Now only if there was some kind of imposer or device that could then say use the bandwidth of PCIe 5.0, but have 4.0 devices like this connected to it. So even though each device would still be 4.0, could utilize the speed of 5.0. Yea you could just use 5.0 drives, but what would be the fun in creating that device then.
 
Really impressive... imagine now one bad stick....
It will be a nightmare
What happens if you have a bad sector on a single SSD? The software maps around it. If the drivers for this module are any good they will incorporate bad-sector, bad-drive and even bad pcie-lane logic. Some users might even set this us as RAID using 2 or more boards in a single system.
 
Now only if there was some kind of imposer or device that could then say use the bandwidth of PCIe 5.0, but have 4.0 devices like this connected to it. So even though each device would still be 4.0, could utilize the speed of 5.0. Yea you could just use 5.0 drives, but what would be the fun in creating that device then.
Well and why use PCIe 4.0 devices when you are bandwidth constrained on the host link: I really like the idea of recycling four of my PCIe 3.0 1TB NVMe devices into one 4TB drive delivering PCIe 5.0 bandwidth in pretty much a 2.5" form factor that connects to an M.2 socket on the board via a ribbon cable.

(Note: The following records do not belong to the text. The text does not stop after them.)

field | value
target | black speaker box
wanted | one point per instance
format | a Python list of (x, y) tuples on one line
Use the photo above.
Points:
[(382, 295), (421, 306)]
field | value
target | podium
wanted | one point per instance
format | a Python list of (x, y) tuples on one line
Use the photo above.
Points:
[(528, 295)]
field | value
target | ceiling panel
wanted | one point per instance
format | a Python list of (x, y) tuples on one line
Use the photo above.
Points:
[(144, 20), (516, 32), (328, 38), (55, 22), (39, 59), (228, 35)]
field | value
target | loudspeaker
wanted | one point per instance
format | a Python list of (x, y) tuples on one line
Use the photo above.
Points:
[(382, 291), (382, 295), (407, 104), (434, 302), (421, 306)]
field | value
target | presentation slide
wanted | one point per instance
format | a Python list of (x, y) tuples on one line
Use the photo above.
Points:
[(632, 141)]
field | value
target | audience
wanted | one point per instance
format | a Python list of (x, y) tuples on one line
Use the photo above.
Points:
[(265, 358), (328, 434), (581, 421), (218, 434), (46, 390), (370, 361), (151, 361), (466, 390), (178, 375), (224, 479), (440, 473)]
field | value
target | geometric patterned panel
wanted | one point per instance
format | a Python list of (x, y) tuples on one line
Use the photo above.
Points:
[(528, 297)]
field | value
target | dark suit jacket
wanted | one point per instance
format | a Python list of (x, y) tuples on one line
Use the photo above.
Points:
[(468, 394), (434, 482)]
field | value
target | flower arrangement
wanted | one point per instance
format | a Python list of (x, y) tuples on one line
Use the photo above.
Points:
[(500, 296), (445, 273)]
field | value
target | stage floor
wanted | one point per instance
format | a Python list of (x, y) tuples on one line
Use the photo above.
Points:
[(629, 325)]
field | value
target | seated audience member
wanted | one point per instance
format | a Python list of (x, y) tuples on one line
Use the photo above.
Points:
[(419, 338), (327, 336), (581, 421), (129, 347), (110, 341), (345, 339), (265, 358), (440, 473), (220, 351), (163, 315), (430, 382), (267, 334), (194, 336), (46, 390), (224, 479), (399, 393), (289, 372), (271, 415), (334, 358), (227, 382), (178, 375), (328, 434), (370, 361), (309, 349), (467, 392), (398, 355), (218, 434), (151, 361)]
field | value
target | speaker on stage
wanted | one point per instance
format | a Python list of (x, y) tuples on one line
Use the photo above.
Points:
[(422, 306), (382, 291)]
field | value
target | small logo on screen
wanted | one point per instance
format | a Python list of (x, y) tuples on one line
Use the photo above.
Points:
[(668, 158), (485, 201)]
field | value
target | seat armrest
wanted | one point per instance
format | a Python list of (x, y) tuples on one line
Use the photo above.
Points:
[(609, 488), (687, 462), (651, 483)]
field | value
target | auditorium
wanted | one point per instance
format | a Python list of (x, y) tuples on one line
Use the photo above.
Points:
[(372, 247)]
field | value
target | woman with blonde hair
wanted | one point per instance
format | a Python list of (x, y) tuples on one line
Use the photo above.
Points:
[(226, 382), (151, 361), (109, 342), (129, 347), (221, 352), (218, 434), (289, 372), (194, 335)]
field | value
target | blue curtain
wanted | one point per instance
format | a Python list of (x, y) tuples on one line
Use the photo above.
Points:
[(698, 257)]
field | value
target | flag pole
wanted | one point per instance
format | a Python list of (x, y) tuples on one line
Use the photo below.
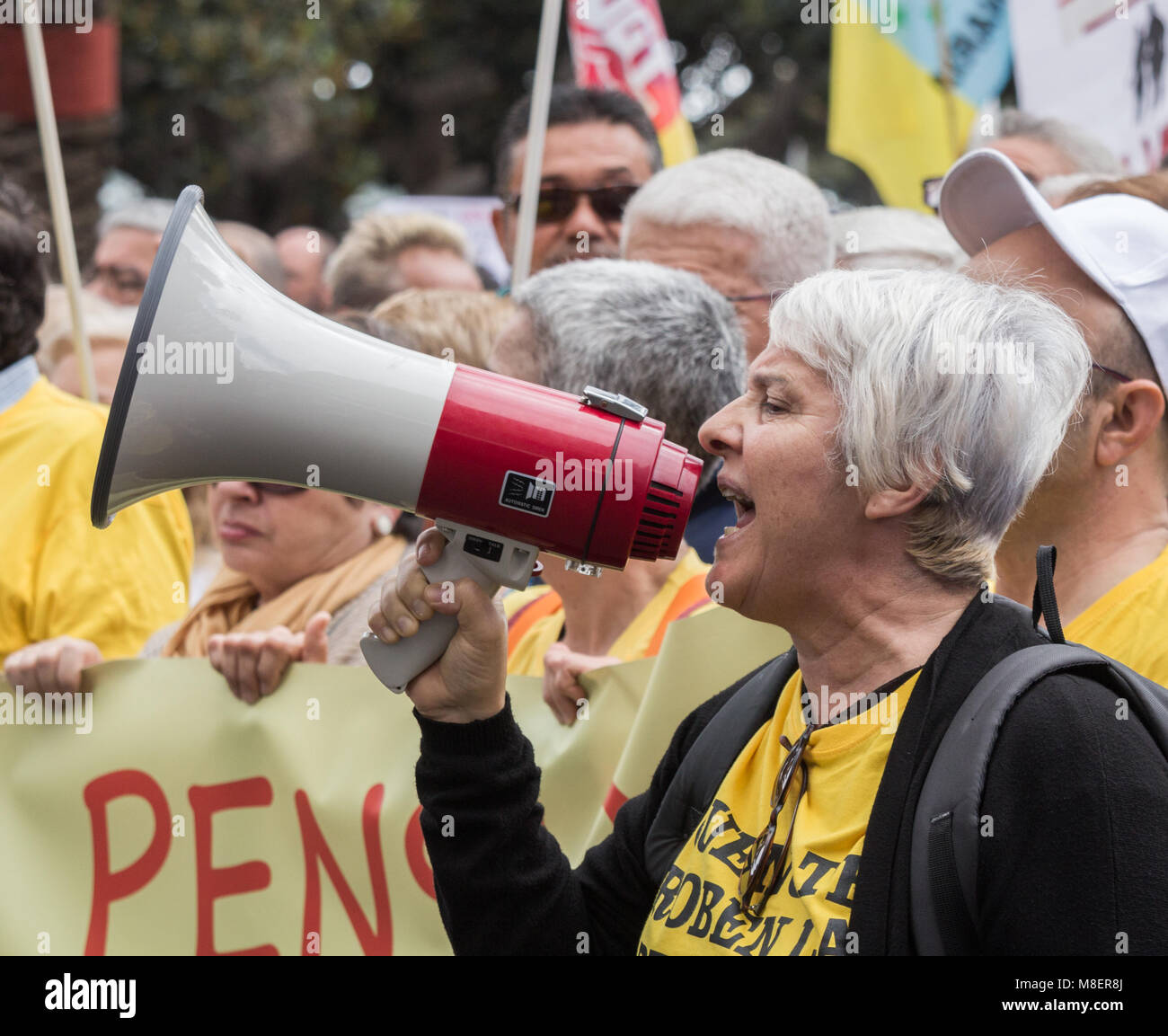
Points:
[(58, 198), (946, 77), (536, 129)]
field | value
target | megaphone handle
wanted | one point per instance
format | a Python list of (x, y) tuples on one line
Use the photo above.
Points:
[(395, 665)]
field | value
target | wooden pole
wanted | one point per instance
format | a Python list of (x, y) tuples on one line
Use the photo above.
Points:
[(536, 129), (58, 198)]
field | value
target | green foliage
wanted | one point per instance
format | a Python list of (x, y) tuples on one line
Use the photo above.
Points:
[(269, 150)]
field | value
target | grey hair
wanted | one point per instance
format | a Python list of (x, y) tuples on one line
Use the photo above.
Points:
[(1085, 151), (1056, 190), (659, 335), (783, 210), (886, 238), (151, 214), (899, 350)]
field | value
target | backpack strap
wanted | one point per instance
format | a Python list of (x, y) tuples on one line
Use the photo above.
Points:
[(946, 826), (709, 758), (1044, 604)]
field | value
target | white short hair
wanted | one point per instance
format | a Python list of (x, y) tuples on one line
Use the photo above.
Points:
[(148, 214), (662, 337), (886, 238), (942, 382), (783, 209), (1085, 152)]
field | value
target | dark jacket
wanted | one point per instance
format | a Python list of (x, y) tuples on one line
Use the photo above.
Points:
[(1075, 863)]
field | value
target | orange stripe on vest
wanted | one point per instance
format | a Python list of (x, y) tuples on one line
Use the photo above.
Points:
[(528, 615), (690, 596)]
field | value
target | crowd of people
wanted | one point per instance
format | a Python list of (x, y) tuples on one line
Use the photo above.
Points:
[(895, 410)]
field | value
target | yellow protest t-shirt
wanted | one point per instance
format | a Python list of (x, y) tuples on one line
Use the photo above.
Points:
[(697, 911), (682, 593), (1129, 622), (58, 575)]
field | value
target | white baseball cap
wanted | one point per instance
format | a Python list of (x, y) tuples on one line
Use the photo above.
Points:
[(1119, 241)]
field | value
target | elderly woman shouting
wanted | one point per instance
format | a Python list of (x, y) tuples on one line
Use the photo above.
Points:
[(302, 568), (875, 467)]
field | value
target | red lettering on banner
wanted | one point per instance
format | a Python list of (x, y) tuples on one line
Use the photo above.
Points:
[(213, 883), (315, 848), (109, 887), (416, 855)]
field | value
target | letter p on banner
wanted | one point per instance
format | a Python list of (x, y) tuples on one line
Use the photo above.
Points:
[(109, 887)]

To my understanding PCIe switches do store-and-forward processing of packets, not just lane switching, so aggregating bandwidths should be possible. But since I've never seen that anywhere, I'm not very sure I got the theory right.

Yet the single most important obstacle to all of this seems the economy, because PCIe switch chips are crazy expensive, even more so if they support PCIe 5.0.

And those prices again are something I just don't understand because the IOD in a Ryzen SoC is essentially such a PCIe switch (and does even more stuff like Infinity Fabric, DRAM, USB, SATA) yet can be had with a hexacore Ryzen 5 5600 CPU included for around €100.
 
Clear to me that $23,000 is a small price to pay, for having my ProxMox and TrueNas lab load a bit quicker. Mercifully, through blind luck, my DogeCoin and BTC gains have been substantial, so I can help Sabrent test this, without my wife or children even noticing the purchase. The wife does get angry when I bring in hardware that makes noise, such as recent servers from HPE. Besides, even if she does notice, I make the money in this family, she can go pound sand.